In a brilliant piece in Politico today, Professor Richard Primus argues that the Baking for Gay Marriage Opinion, by rejecting broad First Amendment protections for discrimination, sets up the travel ban case for a similarly positive outcome, not only because of the general principle, but because of the use of in focus statements to show animus by a legal decision maker.
What may ultimately be more important even than this is the potential for the Opinion to show the importance of neutral process by authorized decision makers;
Justice Kennedy also took a capacious view of what sorts of statements by decisionmakers would suffice to show unconstitutional prejudice. Rather than saying the seven-member Colorado Civil Rights Commission had acted solely or even predominantly on a prejudiced basis, Justice Kennedy wrote that the Commission’s process had “some elements of a clear and impermissible hostility” toward the baker’s religious beliefs. One commissioner in the proceeding described religion as having contributed to some of history’s greatest evils, including slavery and the Holocaust.
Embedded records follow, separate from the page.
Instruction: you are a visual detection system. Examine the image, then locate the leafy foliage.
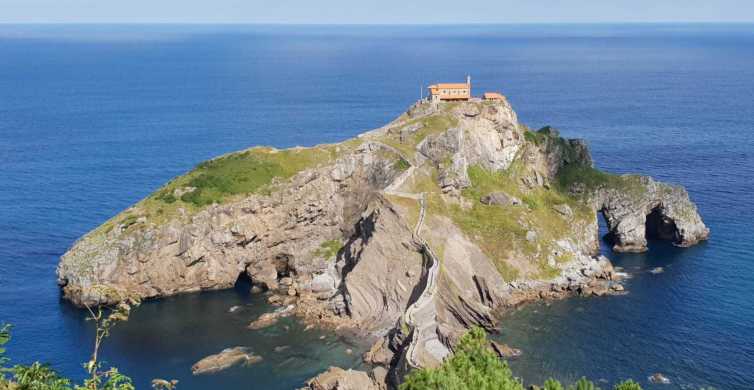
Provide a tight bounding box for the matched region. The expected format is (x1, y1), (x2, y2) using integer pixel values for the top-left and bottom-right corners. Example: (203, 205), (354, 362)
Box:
(13, 362), (71, 390)
(0, 298), (171, 390)
(312, 240), (343, 260)
(400, 327), (641, 390)
(544, 378), (563, 390)
(400, 328), (524, 390)
(568, 377), (599, 390)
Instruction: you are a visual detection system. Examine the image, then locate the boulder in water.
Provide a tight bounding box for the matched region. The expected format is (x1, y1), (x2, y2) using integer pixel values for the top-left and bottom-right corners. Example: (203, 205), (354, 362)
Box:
(191, 347), (262, 375)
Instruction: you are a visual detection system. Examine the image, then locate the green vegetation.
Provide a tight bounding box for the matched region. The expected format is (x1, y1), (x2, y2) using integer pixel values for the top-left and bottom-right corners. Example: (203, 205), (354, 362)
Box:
(558, 165), (647, 196)
(400, 328), (641, 390)
(0, 298), (176, 390)
(448, 160), (593, 280)
(378, 110), (458, 157)
(95, 139), (364, 233)
(312, 240), (343, 260)
(400, 328), (524, 390)
(161, 147), (335, 207)
(395, 158), (411, 172)
(385, 195), (421, 230)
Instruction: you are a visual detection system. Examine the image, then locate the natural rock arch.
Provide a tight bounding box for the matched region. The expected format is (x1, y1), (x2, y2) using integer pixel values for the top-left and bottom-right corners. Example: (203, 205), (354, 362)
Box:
(595, 178), (709, 253)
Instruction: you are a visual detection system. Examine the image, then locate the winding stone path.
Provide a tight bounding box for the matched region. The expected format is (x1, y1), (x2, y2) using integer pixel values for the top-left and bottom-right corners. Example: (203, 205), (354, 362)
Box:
(385, 177), (450, 368)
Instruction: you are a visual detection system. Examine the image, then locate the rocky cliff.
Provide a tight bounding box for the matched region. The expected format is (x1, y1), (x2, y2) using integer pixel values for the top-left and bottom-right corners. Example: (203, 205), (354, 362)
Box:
(58, 100), (709, 383)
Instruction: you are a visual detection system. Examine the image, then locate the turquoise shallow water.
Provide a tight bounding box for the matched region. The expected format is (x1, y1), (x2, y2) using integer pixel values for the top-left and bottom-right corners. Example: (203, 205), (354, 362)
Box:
(0, 25), (754, 389)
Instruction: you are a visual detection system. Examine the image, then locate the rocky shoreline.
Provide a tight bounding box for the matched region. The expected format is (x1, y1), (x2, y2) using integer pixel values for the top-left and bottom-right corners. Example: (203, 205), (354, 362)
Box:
(58, 100), (709, 389)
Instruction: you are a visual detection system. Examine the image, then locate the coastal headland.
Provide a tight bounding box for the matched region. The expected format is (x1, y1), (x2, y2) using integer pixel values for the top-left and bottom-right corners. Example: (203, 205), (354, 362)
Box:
(58, 98), (709, 388)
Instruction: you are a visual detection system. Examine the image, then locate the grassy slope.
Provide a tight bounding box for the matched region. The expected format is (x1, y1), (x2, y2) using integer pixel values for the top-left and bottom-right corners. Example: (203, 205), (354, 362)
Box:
(400, 123), (600, 280)
(95, 139), (361, 239)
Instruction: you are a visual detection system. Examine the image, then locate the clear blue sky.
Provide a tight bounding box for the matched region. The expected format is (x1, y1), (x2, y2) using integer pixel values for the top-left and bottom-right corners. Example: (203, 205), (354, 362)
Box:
(0, 0), (754, 24)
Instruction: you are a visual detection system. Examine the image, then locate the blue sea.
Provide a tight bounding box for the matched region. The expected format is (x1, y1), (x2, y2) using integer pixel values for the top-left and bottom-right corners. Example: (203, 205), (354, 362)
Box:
(0, 24), (754, 390)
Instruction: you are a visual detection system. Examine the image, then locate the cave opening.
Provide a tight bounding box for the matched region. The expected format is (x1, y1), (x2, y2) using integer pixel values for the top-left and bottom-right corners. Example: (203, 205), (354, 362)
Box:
(645, 207), (680, 242)
(233, 271), (252, 295)
(273, 253), (295, 279)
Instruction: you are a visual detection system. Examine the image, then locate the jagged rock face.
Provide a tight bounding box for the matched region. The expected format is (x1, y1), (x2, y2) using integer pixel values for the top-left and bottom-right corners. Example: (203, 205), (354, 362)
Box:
(58, 143), (406, 305)
(595, 177), (709, 252)
(58, 101), (709, 382)
(301, 367), (386, 390)
(419, 100), (524, 190)
(342, 199), (422, 329)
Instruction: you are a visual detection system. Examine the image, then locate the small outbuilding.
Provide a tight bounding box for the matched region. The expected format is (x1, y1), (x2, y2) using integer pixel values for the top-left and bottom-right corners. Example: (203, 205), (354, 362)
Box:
(484, 92), (505, 100)
(428, 76), (471, 102)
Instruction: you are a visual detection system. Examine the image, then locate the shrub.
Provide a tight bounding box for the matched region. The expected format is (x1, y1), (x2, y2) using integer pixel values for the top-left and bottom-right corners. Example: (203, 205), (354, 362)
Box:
(544, 378), (563, 390)
(614, 379), (641, 390)
(400, 328), (524, 390)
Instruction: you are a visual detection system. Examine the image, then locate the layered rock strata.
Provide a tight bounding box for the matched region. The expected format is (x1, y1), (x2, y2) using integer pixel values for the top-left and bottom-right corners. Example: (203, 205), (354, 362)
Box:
(58, 100), (709, 388)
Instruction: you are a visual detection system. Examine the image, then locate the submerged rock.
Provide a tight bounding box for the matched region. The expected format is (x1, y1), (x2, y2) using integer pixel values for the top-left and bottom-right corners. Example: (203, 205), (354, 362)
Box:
(301, 367), (384, 390)
(490, 341), (521, 359)
(248, 305), (295, 330)
(480, 192), (521, 206)
(649, 372), (670, 385)
(191, 347), (262, 375)
(58, 99), (709, 380)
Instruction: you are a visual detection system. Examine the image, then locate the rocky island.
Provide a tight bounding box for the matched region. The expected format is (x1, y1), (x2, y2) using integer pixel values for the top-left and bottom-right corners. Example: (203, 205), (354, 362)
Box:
(58, 98), (709, 389)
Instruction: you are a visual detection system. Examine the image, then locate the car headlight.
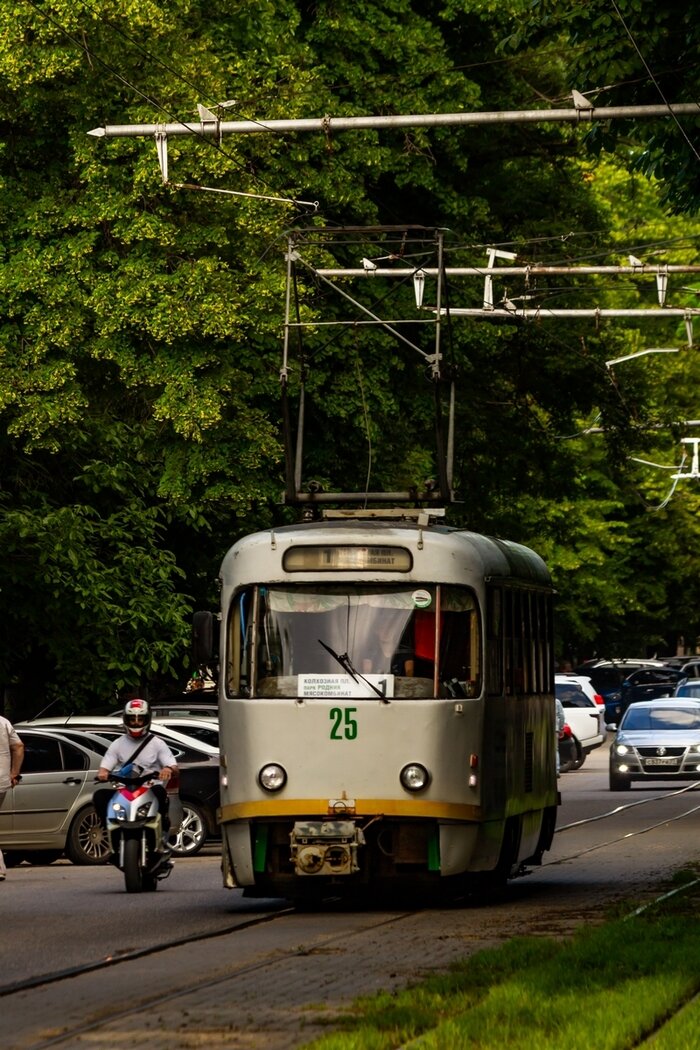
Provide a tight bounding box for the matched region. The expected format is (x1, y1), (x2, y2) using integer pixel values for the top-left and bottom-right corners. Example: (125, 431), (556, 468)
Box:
(399, 762), (430, 791)
(257, 762), (287, 791)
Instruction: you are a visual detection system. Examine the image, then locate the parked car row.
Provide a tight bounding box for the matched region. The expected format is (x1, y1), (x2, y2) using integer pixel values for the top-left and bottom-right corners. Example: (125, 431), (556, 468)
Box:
(554, 674), (606, 773)
(0, 715), (219, 865)
(576, 657), (700, 727)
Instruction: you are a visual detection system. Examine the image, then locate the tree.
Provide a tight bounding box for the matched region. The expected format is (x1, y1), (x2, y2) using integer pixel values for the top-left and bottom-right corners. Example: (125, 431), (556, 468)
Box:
(0, 0), (696, 708)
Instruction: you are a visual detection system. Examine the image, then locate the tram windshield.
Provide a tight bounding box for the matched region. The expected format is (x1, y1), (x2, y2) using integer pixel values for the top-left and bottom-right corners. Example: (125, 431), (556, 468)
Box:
(227, 584), (481, 698)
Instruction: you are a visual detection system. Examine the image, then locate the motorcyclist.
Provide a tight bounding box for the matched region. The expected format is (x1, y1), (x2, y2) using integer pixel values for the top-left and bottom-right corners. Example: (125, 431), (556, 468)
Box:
(93, 699), (177, 848)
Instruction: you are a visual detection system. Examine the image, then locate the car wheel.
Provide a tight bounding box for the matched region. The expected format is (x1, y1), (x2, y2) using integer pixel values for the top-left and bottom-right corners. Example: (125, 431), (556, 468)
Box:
(170, 799), (207, 857)
(66, 805), (110, 864)
(559, 758), (576, 773)
(2, 849), (28, 867)
(610, 771), (632, 791)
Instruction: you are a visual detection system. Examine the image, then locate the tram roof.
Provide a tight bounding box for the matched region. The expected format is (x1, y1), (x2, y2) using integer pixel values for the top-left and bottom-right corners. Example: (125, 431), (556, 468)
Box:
(221, 519), (552, 587)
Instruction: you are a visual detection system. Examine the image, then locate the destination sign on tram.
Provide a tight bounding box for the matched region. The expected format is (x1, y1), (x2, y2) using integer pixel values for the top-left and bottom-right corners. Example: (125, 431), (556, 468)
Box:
(299, 674), (394, 700)
(282, 546), (412, 572)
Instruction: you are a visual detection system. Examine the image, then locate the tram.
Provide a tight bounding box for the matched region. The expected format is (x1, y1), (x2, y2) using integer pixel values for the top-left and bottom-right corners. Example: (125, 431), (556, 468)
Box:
(200, 508), (558, 900)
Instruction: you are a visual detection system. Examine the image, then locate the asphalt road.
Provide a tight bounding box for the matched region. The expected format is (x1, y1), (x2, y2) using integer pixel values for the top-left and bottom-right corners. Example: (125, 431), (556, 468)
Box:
(0, 748), (700, 1050)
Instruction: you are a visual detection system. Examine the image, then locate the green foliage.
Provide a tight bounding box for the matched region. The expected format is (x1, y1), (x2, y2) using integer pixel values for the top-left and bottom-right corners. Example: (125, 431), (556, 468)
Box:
(0, 0), (698, 708)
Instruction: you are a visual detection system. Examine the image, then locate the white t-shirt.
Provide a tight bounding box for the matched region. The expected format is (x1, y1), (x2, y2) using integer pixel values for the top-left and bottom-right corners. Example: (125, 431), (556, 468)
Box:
(100, 733), (177, 773)
(0, 715), (22, 791)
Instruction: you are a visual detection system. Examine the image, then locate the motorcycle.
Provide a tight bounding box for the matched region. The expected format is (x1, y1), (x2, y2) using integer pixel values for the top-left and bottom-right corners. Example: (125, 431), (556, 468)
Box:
(107, 770), (173, 894)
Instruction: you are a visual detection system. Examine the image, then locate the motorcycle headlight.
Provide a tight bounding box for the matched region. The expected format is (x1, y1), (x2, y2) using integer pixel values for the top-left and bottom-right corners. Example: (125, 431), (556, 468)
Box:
(399, 762), (430, 791)
(257, 762), (287, 791)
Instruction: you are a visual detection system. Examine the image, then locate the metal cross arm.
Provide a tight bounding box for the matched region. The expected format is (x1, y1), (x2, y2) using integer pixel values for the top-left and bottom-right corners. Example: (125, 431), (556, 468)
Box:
(87, 102), (700, 139)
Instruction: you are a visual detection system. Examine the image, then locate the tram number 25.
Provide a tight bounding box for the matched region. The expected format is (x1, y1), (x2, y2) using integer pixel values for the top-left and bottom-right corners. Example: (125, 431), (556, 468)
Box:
(328, 708), (357, 740)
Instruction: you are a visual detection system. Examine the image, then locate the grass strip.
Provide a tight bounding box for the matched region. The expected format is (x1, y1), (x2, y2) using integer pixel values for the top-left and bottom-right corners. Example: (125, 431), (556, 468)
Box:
(307, 873), (700, 1050)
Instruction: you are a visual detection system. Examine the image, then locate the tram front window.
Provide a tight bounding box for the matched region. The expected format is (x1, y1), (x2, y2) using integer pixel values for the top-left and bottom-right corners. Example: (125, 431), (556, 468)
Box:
(228, 584), (481, 698)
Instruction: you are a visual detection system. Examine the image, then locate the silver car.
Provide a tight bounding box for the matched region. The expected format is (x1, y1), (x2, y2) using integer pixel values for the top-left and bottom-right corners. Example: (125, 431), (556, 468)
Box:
(0, 726), (109, 864)
(610, 697), (700, 791)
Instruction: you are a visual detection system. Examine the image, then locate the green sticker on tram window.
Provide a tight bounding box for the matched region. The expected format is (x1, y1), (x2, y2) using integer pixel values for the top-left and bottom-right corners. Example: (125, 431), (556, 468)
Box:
(328, 708), (357, 740)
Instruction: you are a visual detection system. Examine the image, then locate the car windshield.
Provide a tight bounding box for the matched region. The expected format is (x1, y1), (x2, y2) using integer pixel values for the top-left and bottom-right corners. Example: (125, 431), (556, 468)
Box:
(676, 679), (700, 696)
(620, 705), (700, 730)
(554, 681), (593, 708)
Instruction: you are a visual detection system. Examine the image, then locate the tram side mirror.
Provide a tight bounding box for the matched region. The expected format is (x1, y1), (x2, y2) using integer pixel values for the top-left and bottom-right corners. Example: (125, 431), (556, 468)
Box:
(192, 610), (214, 667)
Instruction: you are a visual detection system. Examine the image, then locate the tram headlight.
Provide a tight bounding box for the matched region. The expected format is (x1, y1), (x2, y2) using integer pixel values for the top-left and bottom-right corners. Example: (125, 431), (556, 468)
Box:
(399, 762), (430, 791)
(257, 762), (287, 791)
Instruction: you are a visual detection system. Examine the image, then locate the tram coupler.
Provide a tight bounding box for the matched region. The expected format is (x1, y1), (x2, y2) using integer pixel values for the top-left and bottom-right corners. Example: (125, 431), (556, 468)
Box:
(290, 820), (364, 875)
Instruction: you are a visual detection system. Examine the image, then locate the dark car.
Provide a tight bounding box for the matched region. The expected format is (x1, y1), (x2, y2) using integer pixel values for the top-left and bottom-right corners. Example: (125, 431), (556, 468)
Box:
(576, 658), (666, 725)
(673, 678), (700, 700)
(606, 667), (685, 725)
(557, 723), (581, 773)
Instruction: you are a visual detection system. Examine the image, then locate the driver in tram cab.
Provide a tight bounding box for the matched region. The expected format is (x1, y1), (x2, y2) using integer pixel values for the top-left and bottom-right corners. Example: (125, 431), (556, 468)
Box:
(92, 699), (178, 848)
(362, 617), (415, 678)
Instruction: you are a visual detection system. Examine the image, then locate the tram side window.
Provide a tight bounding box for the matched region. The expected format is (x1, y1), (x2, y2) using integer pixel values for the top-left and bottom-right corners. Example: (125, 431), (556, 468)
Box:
(487, 587), (552, 696)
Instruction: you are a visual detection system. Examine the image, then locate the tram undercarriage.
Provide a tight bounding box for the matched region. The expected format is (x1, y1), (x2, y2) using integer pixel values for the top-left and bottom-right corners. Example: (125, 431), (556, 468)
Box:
(224, 806), (556, 899)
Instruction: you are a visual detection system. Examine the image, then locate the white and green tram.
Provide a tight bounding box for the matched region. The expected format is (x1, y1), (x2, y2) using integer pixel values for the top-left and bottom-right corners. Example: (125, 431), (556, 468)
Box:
(205, 511), (558, 900)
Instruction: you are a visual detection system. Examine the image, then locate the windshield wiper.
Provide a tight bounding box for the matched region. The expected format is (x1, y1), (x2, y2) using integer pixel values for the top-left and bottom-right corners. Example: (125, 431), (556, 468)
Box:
(318, 638), (389, 704)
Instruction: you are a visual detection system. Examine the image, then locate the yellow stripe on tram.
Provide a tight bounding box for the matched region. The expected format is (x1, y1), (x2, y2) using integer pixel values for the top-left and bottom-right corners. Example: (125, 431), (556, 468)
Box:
(219, 798), (482, 823)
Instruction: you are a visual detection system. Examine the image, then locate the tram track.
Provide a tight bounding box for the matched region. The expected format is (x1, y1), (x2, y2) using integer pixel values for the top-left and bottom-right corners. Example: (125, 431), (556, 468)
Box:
(4, 908), (428, 1050)
(5, 784), (700, 1050)
(542, 783), (700, 867)
(6, 783), (700, 999)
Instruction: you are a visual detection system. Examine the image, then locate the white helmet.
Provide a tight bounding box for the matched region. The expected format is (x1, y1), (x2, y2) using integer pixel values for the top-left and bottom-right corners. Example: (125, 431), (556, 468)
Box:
(124, 700), (151, 740)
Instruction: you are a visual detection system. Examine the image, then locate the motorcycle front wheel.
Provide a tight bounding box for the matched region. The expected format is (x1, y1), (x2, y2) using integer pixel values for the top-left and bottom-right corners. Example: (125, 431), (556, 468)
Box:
(124, 839), (158, 894)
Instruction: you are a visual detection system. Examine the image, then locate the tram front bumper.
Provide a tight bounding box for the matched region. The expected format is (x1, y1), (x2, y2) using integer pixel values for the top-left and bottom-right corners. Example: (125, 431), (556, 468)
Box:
(290, 820), (364, 875)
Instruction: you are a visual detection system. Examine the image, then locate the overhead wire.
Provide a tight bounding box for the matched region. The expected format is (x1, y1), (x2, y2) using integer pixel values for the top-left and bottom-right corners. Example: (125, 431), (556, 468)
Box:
(610, 0), (700, 161)
(19, 0), (310, 211)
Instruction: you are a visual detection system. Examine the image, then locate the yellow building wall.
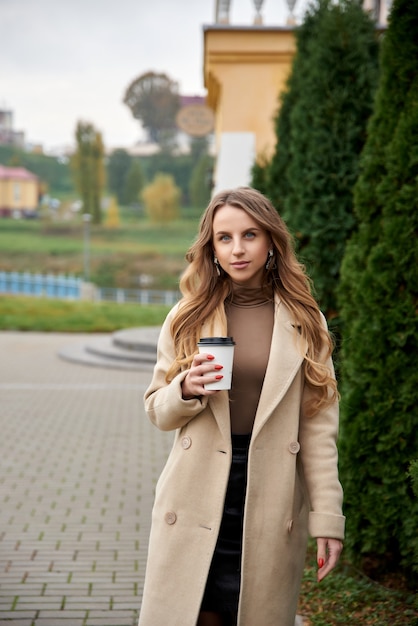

Another commissioner said that “if a businessman wants to do business in the state and…the law’s impacting his personal belief system, he needs to look at being able to compromise.” On its face, the proposition that someone “needs to look at being able to compromise” doesn’t seem like anti-religious intolerance. But Justice Kennedy regarded the statements of these two commissioners, taken together, as exhibiting a prejudiced attitude that the First Amendment prohibits. In Kennedy’s formulation, the First Amendment prohibits “even subtle departures from neutrality on matters of religion.”
I had been thinking a lot recently about the relationship between public understanding of the importance of procedural fairness as compared to at least the Trumpsters’ apparent contempt for the importance of governmental process neutrality.
In the end, we have to persuade such folks that regardless of their own political opinion, they have a deep interest in the neutrality of governmental decision-making. This case is an ideal example. By making the case about process fairness, Kennedy showed that such fairness is important to all, regardless of their beliefs. Its one thing to cheer someone getting shafted. It another to have it happen to you, with no redress.
Indeed, as the writer explains, Kennedy went out of his way to emphasize the breadth of potential consideration of non-neutral statements to cast the neutrality of an ultimate decision into question:
To be sure, Monday’s case and Hawaii v. Trump are not exactly the same. The prejudice question in the entry-ban case is about prejudice in the process of lawmaking, and Monday’s bakery decision was about prejudice in the application of the law to a specific person. Sometimes that distinction makes a difference. So it seems noteworthy that Justice Kennedy went out of his way in Masterpiece Cakeshop to signal that he does not believe that distinction to be significant. “Members of the Court have disagreed on the question whether statements made by lawmakers [as opposed to adjudicators] may properly be taken into account in determining whether a law intentionally discriminates on the basis of religion,” he wrote. To illustrate that disagreement, Justice Kennedy cited a 1993 decision in which he had disagreed with the late Justice Antonin Scalia on that very point—with Kennedy taking the view that the statements of lawmakers do matter.
So this case could be the bridge to broadening the importance of neutrality in all governmental decision-making. If it is true that Kennedy understands the general importance of this, then the Solicitor General is going to have a bad few weeks, and hopefully, years.